Review: OIL23 Apr 2018 0
Released 04 Apr 2018
OIL is a game purportedly inspired by the P.T. Anderson film There Will Be Blood, which was in turn inspired by the Upton Sinclair novel Oil! which means that OIL is really about Oil! which was about oil on the American frontier, and there is a lot of said oil in the game but there is no blood, which is a little disappointing. Also, there are no milkshakes.
The game is a variation on Battleship, which is its first problem. Battleship was never a fun game, except insofar as it was the only board game Grandma would let you play that had some military hardware in it. The fundamental mechanic is guessing, and OIL can only add so many other elements to try to deepen what is at its core a game of random chance. And not a satisfying one either.
In OIL, the two players share a field and have to first hide their oil on tiles and then dig it up in turns. So, one aspect of the game is just remembering where you hid your oil. Then, if you and your opponent unknowingly put oil on adjacent tiles, they will be joined together in a block that only the player that digs the last well will be able to claim. The game tells you how many of these there are and what shape there are, so another level of the game is deduction about where the doubles and triples might be. If you dig an empty spot, but there is oil adjacent to it, the spot will bubble a little, so there is also a bit of Minesweeper in figuring out where the oil is. On the other hand, if both players put oil on the same tile, that tile will explode when mined, losing you one point. Since its impossible to deduce where these tiles will be, there's a big element of luck there.
Some of the rules aren't really clear. For instance, the shapes of the blocks are limited to sets of two or three, so if you have four or more adjacent tiles with oil, you won't be able to predict which ones will pop up together. That makes it tough to get your opponent to tap the second to last one. Also, the little spurts that indicate adjacent oil--is the opponent supposed to see it? Playing with the AI, you can see when the AI player finds a clue, but with a hot-seat partner, the oil spurt is too short for them to see before you hand the phone over. Getting those clues can make a big difference for finding your opponent's oil.

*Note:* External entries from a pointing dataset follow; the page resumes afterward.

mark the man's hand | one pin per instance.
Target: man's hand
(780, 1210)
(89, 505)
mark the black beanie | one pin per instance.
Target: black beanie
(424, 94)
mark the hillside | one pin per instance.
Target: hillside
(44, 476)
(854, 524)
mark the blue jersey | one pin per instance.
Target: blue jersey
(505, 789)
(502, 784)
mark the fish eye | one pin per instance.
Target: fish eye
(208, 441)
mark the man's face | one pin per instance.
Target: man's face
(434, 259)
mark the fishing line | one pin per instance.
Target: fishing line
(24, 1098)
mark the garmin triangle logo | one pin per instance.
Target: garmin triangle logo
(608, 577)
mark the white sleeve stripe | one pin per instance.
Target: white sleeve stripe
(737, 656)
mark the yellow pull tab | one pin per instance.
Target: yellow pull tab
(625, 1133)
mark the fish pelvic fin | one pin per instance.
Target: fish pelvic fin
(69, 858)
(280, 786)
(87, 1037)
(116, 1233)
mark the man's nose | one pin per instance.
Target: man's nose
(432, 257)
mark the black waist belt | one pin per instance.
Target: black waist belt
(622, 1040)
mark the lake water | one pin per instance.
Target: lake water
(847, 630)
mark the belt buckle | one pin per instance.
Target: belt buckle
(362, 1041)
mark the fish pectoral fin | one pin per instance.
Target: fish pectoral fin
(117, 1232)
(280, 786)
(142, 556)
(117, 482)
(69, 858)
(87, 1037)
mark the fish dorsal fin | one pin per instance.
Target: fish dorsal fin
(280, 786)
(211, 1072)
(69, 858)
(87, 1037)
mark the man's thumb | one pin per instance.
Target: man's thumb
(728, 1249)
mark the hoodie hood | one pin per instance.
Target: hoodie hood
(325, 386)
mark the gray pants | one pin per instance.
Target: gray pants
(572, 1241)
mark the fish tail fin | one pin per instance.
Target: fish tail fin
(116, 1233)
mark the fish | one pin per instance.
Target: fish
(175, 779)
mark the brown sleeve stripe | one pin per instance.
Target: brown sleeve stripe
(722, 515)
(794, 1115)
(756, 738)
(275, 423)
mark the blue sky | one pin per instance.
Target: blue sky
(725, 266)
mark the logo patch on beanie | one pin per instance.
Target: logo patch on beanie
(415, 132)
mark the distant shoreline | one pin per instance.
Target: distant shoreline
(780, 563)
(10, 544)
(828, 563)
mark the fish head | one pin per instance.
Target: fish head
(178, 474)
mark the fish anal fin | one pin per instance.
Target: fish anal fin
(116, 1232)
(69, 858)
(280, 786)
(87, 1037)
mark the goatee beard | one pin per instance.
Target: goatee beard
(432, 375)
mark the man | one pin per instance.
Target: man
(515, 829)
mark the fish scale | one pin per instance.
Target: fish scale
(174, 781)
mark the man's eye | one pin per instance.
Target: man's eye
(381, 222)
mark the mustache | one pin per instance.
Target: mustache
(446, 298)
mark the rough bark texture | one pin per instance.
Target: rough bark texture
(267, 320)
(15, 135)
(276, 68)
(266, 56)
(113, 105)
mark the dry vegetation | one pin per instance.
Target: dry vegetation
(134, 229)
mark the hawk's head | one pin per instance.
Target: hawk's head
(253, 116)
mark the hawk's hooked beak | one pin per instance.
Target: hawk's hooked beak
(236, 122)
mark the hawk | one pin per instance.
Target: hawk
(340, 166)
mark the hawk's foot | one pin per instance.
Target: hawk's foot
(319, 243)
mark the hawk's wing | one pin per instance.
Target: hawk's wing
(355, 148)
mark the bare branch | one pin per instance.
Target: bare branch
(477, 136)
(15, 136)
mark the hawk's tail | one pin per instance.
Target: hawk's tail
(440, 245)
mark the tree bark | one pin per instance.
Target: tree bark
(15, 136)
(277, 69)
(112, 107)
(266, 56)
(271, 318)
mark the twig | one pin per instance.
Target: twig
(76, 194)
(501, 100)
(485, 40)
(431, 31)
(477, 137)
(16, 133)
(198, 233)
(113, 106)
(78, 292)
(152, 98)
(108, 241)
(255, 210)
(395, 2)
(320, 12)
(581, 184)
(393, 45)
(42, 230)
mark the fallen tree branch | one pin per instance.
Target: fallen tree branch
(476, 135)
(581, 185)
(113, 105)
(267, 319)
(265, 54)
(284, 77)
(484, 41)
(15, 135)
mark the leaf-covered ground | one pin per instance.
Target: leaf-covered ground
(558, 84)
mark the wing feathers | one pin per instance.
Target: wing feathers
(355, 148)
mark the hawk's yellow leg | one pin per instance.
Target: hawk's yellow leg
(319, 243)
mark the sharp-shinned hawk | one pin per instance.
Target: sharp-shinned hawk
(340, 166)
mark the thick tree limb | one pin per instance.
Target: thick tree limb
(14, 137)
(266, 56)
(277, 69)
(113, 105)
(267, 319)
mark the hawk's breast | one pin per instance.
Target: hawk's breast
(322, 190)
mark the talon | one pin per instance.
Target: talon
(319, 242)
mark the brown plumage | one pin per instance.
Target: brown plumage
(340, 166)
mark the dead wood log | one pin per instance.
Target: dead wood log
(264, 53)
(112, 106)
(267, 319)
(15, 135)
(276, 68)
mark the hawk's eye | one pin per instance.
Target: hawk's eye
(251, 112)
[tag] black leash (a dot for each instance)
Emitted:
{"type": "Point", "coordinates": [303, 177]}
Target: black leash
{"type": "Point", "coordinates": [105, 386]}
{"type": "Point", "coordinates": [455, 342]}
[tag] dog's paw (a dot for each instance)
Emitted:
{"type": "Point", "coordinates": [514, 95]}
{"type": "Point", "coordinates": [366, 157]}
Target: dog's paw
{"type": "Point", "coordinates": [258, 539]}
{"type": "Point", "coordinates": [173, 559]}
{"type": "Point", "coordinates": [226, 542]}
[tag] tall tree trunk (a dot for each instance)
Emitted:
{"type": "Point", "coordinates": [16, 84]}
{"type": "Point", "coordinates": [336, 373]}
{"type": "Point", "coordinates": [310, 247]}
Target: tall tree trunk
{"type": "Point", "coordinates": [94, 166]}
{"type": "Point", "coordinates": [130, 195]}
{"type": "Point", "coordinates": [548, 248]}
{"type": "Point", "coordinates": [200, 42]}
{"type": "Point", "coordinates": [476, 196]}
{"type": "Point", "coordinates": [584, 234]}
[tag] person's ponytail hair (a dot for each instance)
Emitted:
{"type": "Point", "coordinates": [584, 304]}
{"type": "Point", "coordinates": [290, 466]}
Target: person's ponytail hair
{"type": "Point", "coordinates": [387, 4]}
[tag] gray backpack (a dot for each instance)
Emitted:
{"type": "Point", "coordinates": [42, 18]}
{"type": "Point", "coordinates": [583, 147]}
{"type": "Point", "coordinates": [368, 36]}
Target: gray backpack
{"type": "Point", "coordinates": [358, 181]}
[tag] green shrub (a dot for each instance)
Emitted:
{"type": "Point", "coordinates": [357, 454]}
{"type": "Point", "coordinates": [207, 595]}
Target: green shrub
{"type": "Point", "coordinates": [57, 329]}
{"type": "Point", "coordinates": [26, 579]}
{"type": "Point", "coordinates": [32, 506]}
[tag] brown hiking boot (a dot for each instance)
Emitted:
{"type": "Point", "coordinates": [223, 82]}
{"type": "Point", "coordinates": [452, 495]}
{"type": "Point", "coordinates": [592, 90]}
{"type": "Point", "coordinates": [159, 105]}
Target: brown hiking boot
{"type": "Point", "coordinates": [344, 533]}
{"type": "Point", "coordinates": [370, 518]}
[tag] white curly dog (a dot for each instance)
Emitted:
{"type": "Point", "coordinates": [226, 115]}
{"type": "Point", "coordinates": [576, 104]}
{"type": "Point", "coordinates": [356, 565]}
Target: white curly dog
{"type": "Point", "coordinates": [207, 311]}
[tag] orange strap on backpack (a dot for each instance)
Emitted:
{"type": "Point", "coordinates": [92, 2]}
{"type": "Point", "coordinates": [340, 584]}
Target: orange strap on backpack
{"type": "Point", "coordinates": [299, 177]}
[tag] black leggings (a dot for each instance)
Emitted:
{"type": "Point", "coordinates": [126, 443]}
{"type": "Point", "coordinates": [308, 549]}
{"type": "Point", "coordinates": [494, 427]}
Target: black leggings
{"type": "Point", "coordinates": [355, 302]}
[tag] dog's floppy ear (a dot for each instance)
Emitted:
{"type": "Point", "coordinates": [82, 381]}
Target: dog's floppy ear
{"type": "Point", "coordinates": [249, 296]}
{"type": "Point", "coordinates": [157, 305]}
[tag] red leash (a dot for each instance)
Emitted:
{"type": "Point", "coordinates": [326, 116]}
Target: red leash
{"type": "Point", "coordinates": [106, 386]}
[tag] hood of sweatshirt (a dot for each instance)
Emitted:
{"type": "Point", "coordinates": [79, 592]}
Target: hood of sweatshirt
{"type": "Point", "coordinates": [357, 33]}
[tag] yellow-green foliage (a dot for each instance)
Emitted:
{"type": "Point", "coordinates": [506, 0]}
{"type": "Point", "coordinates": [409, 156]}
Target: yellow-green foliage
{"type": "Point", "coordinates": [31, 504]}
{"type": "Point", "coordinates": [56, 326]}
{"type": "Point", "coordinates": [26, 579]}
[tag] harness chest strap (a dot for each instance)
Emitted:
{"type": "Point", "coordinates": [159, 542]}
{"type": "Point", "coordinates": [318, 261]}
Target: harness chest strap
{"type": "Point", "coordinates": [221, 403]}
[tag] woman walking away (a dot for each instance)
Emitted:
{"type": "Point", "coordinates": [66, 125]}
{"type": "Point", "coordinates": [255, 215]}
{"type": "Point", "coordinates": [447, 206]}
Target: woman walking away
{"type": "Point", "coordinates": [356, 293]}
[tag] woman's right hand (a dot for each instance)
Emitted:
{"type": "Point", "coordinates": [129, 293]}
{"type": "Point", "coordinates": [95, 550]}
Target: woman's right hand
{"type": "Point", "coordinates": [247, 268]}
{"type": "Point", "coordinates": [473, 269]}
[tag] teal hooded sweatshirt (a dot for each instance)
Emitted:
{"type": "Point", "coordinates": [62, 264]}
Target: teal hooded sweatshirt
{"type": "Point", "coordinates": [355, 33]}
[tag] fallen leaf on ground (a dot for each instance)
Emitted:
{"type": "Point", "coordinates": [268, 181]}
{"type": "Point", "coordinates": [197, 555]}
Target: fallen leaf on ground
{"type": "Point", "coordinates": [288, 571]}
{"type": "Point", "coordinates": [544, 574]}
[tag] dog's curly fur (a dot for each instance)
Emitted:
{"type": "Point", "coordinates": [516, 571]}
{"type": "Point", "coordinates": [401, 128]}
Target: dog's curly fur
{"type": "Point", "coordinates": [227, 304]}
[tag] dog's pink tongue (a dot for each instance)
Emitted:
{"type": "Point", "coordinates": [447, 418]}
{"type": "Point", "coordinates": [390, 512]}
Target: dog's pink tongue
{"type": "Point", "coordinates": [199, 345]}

OIL has those trendy pixel graphics with skinny characters and flat colors that have been everywhere since Sword and Sworcery. With all the white it feels almost Scandinavian in its minimalism. That makes it even more awe-inspiring when oil and fire spout from the ground. Then, at the end of a round, a dust storm will roll across the screen to clear the space. Oddly enough, it looks better in portrait mode than landscape, which makes OIL a good game to play with one hand.
Unfortunately, the pretty graphics interfere with actually playing the game. The isometric spaces are difficult enough to touch at such a shallow angle, even without considering the variations in elevation. Then, the oil wells you build will block your access to the spaces behind them, and even though they pop up when you tap them, they are still in the way. You can spin the playing field around, but that will just leave you confused about where you left your oil, since the minimalism means one tile looks very much like another.
Other interface elements are also frustrating. Even though one side has enough points to inevitably win, you still must uncover every oil tile, which means waiting for the little oil-drillers to run out and strike the ground again and again. There's no way to instantly replay if you lose a level or don't have enough wins accumulated to unlock the next one, so you must go all the way back through the main menu to get back to playing.
The easy level AI is genuinely easy, totally forgetting where it hid its own oil and unable to deduce where the remaining oil must be, but the higher levels will present something of a challenge. It's more of a pleasure to play hot-seat, where you can try to anticipate what pattern your partner might put their oil in, leading to some bluffing over multiple rounds.
But, in the end, some nice visuals and a little deduction can't save a basic gameplay idea that's just too random. Overall, there's not enough deduction and bluffing added to the Battleship formula, leaving the game with a frustrating random feel.